Bootstrapping-Lifestyle

Das Team hinter Grizzly besteht heute aus fünf Mitgliedern, alle mit technischem Background, wie Hirzberger erklärt. Von Anfang an mit dabei waren neben dem CEO auch Oliver Liebmann (CTO) und Christoph Ostertag (COO). Die beiden Software-Entwickler Kyrillus Mehanni und Lucas Raschek zählt Hirzberger ebenfalls zum Kernteam.

Für die Nutzer:innen soll Grizzly auf jeden Fall kostenlos bleiben. Bezahlmodelle würden hier nicht wirklich funktionieren, sagt Hirzberger. Das Geld soll von Unternehmensseite kommen, ohne aber dadurch die Suchergebnisse zu verfälschen. Im Moment baue man vor allem auf Förderungen, das sei in Österreich gerade am Anfang für Startups eine “Supermöglichkeit”.

Und: “Wir leben den Bootstrapping-Lifestyle und sind sehr sparsam unterwegs”, betont Hirzberger. Derzeit sitzt das Team in einem günstigen Office, in dem es im Sommer gute 30 Grad hatte. Das Team setzte sich dann einfach in den nächsten klimatisierten Zug und arbeitete – dank Klimaticket – von unterwegs.

Namensfindung am Lagerfeuer

Seit Mitte September ist Grizzly.jobs offiziell online. Aktuell sei das Ziel, die Plattform möglichst vielen Leuten zugänglich zu machen, sagt Hirzberger. Auch die Marketing-Aktivitäten werde man hochfahren und hoffentlich alle “technischen Kinderkrankheiten” lösen. “Bis Jahresende ist das Ziel, die Plattform mit den meisten Jobs in Österreich zu sein.” Größere Plattformen in Österreich bieten derzeit circa 20.000 Jobs an, auf dem Markt seien aber über 100.000, wie Hirzberger vorrechnet. Dort wolle man hin.

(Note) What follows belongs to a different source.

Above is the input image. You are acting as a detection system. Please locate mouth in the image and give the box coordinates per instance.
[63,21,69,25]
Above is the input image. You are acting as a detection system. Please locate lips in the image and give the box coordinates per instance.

Und was hat es nun mit den Namen Grizzly auf sich? Ursprünglich war ein weniger tierischer Name angedacht, die Firma gab es in der EU allerdings schon. Die Inspiration kam dann bei einem Sommerabend in der Steiermark: “Wir sind ums Lagerfeuer gesessen und haben immer mehr an Tiernamen gedacht.” Irgendjemand hätte dann einen Bären vorgeschlagen, jemand anderer einen Grizzly. Auch die Domain Grizzly.jobs sei noch frei gewesen. Als auch am nächsten Tag alle im Team von der Idee überzeugt waren, stand es fest: Grizzly und damit Chatbot Bärnhard waren geboren.